Testing a Flexy for malware

Ewon Support Ewon Flexy
#1

Is there a tool or something I can use to confirm a Flexy has been tested for Malware?

I know it’s kind of a vague question but I got it from a customer.

#2

Hi Lars,

Only eWON installed software is allowed to run on the Flexy, so Malware cannot. However, the user can run scripts and store files in it’s memory. You could use FTP to download a copy of all accessible memory and scan that with a 3rd party anti-virus or other tools if you wanted to, but the files would not be allowed to execute anyway. The only thing that would be worth looking for would be a malicious script which would need to be installed by an attacker with access to the device, so as long as the device credentials are protected, this should never occur.

Please note, any electronic computing device can be hacked given enough time, skill, and other resources. There is no such thing as a “hack-proof” computer. This is why we continuously update our devices with the latest security patches.

Kyle

1 Like
#4

What would I need to download via ftp to scan with 3rd party software?
All files visible while browsing with an ftp client?

#5

Yes. What I was trying to say is that unless your customer gave a bad actor access to his device, he won’t find anything malicious, but if he really fears that someone installed a malicious script on his Flexy, he can download the accessible files here:

ftp://[flexy ip address]

and use his preferred anti-malware tools to inspect the files.
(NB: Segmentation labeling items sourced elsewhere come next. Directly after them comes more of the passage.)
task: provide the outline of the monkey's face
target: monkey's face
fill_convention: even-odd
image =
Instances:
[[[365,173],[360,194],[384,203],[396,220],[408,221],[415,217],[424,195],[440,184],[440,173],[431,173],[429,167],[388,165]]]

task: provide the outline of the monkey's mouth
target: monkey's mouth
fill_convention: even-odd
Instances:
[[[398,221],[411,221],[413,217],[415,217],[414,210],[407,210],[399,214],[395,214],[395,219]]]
Also, I would let him know that the Flexy is a lot different than a Windows PC that you typically install an anti-virus on. It is more like a router or a firewall (it actually is a router), which people don’t scan for malware because they can’t run malware. What he is asking to do is essentially the same as trying to scan his wireless router for malware.

Kyle

#6

Could I scan the full backup file? or would that not contain everything?

#7

In this case, if you thought someone put a bad script on your device, you would want to directly download them with FTP as you don’t know exactly where they were put or if they would be included in a backup.